Por tanto, en la medida en que no se prevé que el socio capitalista vaya a ejercer actividad económica alguna en el plazo de tres años, dada su jubilación, la Hacienda Foral concluye que la transmisión se corresponde con elementos patrimoniales desafectos, por lo que la alteración patrimonial deberá integrarse en la base imponible del ahorro del IRPF.

Por lo que respecta al cálculo de la alteración patrimonial, y dado que las modalidades de estimación de rendimientos aplicadas por el consultante no le permitieron la deducción de las amortizaciones (i.e., estimación objetiva por módulos y modalidad simplificada de estimación directa), el valor de adquisición deberá minorarse en las amortizaciones mínimas que establece la normativa del IS. Este valor de adquisición deberá actualizarse mediante la aplicación del coeficiente correspondiente a la fecha de desafectación, no procediendo la aplicación de los coeficientes reductores de la disposición transitoria primera de la Norma Foral del IRPF sobre la ganancia patrimonial, en tanto en cuanto se continúa ejerciendo la actividad bajo otra titularidad.

IP

A efectos de la exención de las participaciones poseídas por el grupo de parentesco, no es necesario que la persona que ejerza funciones de dirección en la empresa ostente ninguna participación

HFB. Consulta nº 7711, de 23 de marzo de 2018

La consultante y su esposo poseen el 20% y el 4,995% del capital de una sociedad, respectivamente. La consultante no realiza labores de dirección en la participada ni percibe ninguna retribución por ese motivo.

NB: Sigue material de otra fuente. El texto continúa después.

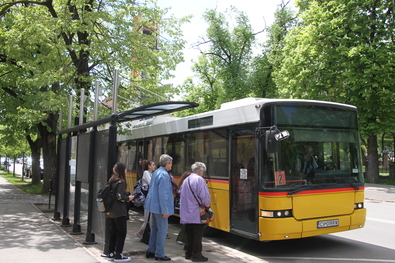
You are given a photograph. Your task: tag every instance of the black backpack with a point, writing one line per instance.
(105, 199)
(139, 194)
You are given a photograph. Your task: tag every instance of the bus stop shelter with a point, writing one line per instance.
(85, 163)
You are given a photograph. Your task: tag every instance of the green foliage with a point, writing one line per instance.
(344, 51)
(222, 69)
(22, 183)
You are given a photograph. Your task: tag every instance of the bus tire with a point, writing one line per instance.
(209, 231)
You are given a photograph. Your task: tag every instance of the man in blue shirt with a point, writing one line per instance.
(159, 202)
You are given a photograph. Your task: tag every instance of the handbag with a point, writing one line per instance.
(147, 232)
(206, 213)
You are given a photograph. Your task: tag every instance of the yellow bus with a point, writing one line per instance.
(276, 168)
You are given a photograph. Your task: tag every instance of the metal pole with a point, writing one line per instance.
(112, 159)
(82, 99)
(71, 105)
(115, 91)
(90, 237)
(96, 104)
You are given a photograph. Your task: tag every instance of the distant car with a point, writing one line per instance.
(5, 161)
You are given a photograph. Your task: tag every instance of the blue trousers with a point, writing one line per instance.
(159, 227)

No obstante, el hijo del marido (que no es hijo de la consultante), y que es titular de una sola acción de la entidad, sí lleva a cabo tareas de dirección en la misma, como director de recursos humanos, por las que recibe una remuneración que representa más del 50% de sus rendimientos del trabajo y de actividades económicas.

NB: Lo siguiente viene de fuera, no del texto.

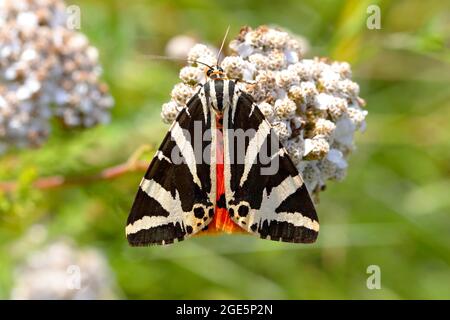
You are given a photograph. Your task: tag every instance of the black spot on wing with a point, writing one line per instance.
(301, 202)
(154, 236)
(286, 232)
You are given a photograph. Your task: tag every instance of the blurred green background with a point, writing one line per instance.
(392, 210)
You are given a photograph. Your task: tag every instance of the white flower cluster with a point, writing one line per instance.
(312, 104)
(61, 271)
(45, 69)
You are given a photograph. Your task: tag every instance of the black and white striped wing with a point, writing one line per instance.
(264, 191)
(175, 199)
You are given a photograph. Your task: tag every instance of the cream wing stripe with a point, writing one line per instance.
(169, 203)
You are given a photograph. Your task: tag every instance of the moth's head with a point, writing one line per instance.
(215, 73)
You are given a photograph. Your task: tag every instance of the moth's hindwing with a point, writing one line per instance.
(264, 191)
(175, 199)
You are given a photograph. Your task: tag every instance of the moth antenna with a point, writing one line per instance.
(158, 57)
(221, 46)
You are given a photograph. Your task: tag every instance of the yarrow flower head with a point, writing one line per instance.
(63, 271)
(312, 104)
(46, 69)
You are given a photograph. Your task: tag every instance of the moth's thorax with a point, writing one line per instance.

La Hacienda Foral, tras señalar que el grupo de parentesco estaría formado por la consultante, su esposo y el hijo de este (descendiente por consanguinidad del esposo y por afinidad de la consultante), recuerda la doctrina sentada por el Tribunal Supremo en su sentencia de 14 de julio de 2016 (recurso de casación para unificación de doctrina 2330/2015), corrige lo señalado en la Instrucción 5/2013, de 18 de diciembre, de la Dirección General de Hacienda y concluye, como lo hizo el Alto Tribunal, que si un integrante de un grupo de parentesco ejerce funciones de dirección en la empresa, por las que obtiene la remuneración mínima exigida, los miembros de dicho grupo de parentesco titulares de acciones o participaciones de la entidad podrán aplicar la exención en el IP, aun cuando aquel no participe en el capital de la misma.

IBI

Aunque el derecho real de usufructo no recaiga sobre todo el inmueble, el hecho imponible se entiende realizado únicamente por el titular de dicho derecho

HFB. Consulta nº 7761, de 13 de marzo de 2018

Cada uno de los dos hijos del consultante es titular de un 44,71% de la plena propiedad de una vivienda adquirida por herencia, así como de la nuda propiedad del 5,29% de la misma. El consultante ostenta un derecho real de usufructo sobre el 10,58% de dicha vivienda.

Dada la prelación que establece la Norma Foral del IBI en cuanto a los diferentes derechos que constituyen el hecho imponible del impuesto (la realización de un hecho imponible determina la no sujeción del inmueble a las restantes modalidades), la Hacienda Foral concluye que cuando existe un derecho real de usufructo, el inmueble sobre el que recae debe ser imputado, a efectos del IBI, al titular de dicho derecho real de usufructo, incluso aun cuando este derecho no recaiga sobre todo el inmueble: solo adquiere la condición de sujeto pasivo el usufructuario. Los titulares del derecho de propiedad no quedan sujetos al impuesto, aunque el derecho de usufructo recaiga solo sobre una parte de la finca y los plenos propietarios dispongan de todas las facultades propias del dominio sobre el resto del inmueble.